Please include one sample message from each sensor input. Even without that, though, I can make some observations.
- For starters, please disable all
rejection_threshold
parameters. Those are advanced parameters that should only be used after you have your system working more or less as you want it, and are just looking to squash the odd outlier. - Is the VO data in full 3D? I assume so. If I were you, I would not fuse two absolute pose sources unless you know they will always agree. In this case, your VO data will slowly diverge from the IMU orientation, so I'd just use roll and pitch from one of those sources, and then, if the sensor provides it, fuse velocity data from the other. This is just in reference to your odom-frame EKF.

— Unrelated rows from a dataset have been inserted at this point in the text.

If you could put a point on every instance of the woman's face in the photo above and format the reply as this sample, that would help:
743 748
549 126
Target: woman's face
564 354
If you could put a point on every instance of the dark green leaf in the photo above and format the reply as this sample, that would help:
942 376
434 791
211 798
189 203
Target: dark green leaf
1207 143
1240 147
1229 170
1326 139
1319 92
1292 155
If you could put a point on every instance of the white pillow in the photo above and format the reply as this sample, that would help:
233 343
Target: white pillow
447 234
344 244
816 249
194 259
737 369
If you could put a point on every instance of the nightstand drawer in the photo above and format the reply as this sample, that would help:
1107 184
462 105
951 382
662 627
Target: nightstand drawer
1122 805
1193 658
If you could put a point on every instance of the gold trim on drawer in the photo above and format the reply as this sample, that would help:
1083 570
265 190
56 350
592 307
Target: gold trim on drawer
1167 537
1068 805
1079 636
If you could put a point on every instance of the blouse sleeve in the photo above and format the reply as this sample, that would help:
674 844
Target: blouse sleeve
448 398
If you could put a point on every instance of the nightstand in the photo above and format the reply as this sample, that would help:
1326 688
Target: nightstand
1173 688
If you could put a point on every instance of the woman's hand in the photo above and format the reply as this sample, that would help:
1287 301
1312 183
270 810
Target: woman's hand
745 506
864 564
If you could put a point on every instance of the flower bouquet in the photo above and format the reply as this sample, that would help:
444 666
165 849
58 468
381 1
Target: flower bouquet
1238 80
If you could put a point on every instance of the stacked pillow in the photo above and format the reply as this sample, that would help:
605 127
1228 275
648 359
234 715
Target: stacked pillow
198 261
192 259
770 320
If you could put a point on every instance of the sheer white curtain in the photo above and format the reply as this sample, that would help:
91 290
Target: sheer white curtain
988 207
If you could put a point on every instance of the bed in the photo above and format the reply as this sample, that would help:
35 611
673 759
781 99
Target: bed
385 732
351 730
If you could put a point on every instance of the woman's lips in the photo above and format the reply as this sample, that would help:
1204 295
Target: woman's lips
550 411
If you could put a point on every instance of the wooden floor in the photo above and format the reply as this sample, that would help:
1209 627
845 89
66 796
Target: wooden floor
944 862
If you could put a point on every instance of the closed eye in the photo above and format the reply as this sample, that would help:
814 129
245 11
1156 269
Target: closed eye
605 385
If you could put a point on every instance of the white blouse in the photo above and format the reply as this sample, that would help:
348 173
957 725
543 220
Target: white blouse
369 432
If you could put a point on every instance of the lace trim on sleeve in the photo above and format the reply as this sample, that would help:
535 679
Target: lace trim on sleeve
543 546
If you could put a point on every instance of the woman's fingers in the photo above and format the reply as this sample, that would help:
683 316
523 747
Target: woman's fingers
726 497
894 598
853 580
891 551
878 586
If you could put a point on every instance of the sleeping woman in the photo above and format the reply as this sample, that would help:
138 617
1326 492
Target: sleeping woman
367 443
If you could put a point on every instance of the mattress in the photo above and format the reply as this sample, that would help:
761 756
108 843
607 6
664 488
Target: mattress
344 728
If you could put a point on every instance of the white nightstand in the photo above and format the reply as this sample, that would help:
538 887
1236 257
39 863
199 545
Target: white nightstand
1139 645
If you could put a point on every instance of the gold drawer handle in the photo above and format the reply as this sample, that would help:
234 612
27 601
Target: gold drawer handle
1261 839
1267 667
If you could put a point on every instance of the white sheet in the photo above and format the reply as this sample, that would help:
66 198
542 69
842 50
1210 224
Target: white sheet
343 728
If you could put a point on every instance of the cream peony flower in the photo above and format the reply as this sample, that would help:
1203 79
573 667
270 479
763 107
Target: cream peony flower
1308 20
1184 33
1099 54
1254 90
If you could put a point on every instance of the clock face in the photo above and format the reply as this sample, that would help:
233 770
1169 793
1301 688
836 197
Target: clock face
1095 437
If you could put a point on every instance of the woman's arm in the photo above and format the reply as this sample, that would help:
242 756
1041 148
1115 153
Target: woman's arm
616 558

- In your map frame EKF, you are fusing absolute pose data from your GPS and your odometry source. Assuming your VO data is reported in the odom frame, then every time the EKF receives a measurement, it has to transform that data to the map frame (using the very transform the EKF is creating), and then fuse it absolutely. And then that pose has to agree with your GPS. VO data will drift over time, so those are going to diverge. In this EKF, I would fuse only velocity data from the VO source, if possible.
- All that aside, I would expect this to not behave well, but not produce NaNs. NaNs very often indicate issues with sensor data, like ill-formed covariances. This is why you need to include sample sensor messages.